The company has long been known for promoting death matches, something that was covered last year in a popular Vice documentary, and stuff like Tournament of Death/Cage of Death will still be happening — but we’re told they’ll no longer be featured as the forefront of the company.”
This is huge because Callihan is not only one of the independent circuit’s hardest working performers, but also one of it’s most respected. Callihan is a star for multiple indie promotions around the world, most of which are not affiliated with any of the promotions currently aligned in The Great War, such as Chicago’s AAW, Beyond, IWA Mid-South, PWX, WrestleCircus, Smash Wrestling and GloryPro, not to mention his own promotion, Pro Wrestling Revolver, which he started up last year.
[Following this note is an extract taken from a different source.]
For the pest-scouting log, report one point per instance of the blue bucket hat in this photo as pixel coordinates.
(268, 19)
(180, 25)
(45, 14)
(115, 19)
With his involvement with many that are in alliance with one of the Three Armies – including Lucha Underground (as Jeremiah Crane), PROGRESS, EVOLVE and Full Impact Pro – Callihan has the opportunity to turn CZW into the Switzerland of this entire battle. The neutral central promotion that works with all of the promotions, in ensuring that the next wave of soldiers gain top notch opportunities and opponents, with the potential for greater exposure.
While some may laugh at that last part (about greater exposure), people fail to realize that CZW has one of the largest social media presences in the world of professional wrestling. In our recent article highlighting the social media index of 105 major global promotions, CZW ranked as the #9 most followed promotion online – only WWE, Impact, AAA, Ring of Honor, Lucha Underground, NJPW, CMLL and WCPW have more. They have well over 60k YouTube subscribers and their special events/iPPVs are run through HighSpots Network, the same company that handles PWG. By showcasing more of the varying wrestling styles that CZW events like Best of the Best presents – while still keeping such iconic staples as the Tournament of Death – offers CZW an opportunity to grow at a faster rate than it has been. Let’s be honest – CZW has always developed great talent and had some fantastic cards, but it’s reputation as being a hardcore promotion first has tarnished it’s reputation as a must-see promotion. Sadly, the fall of ECW and the transition of most promotions (not just the WWE) to a less extreme format has made hardcore wrestling more of a niche than a gold mine.
CZW is changing. Welcome to the NEW Combat Zone. pic.twitter.com/l3sCK6JPHH
— CZW Wrestling (@combatzone) May 14, 2017
Ultimately, the only true victors out of this entire Great War will be the wrestling fans themselves. The stronger all of these coalitions and alliances get, the stronger each company’s financial footing will get and the more stable their foundations will become. And in the ever expanding and exploding world of online viewing, true wrestling fans are no longer limited by what channels they can get on their cable provider. The strengthening of CZW’s product under the instincts of Sami Callihan and the resurgence of the legendary NWA under the financial backing and mainstream attraction of Billy Corgan are only going to make the landscape of professional wrestling even greater than it’s already become.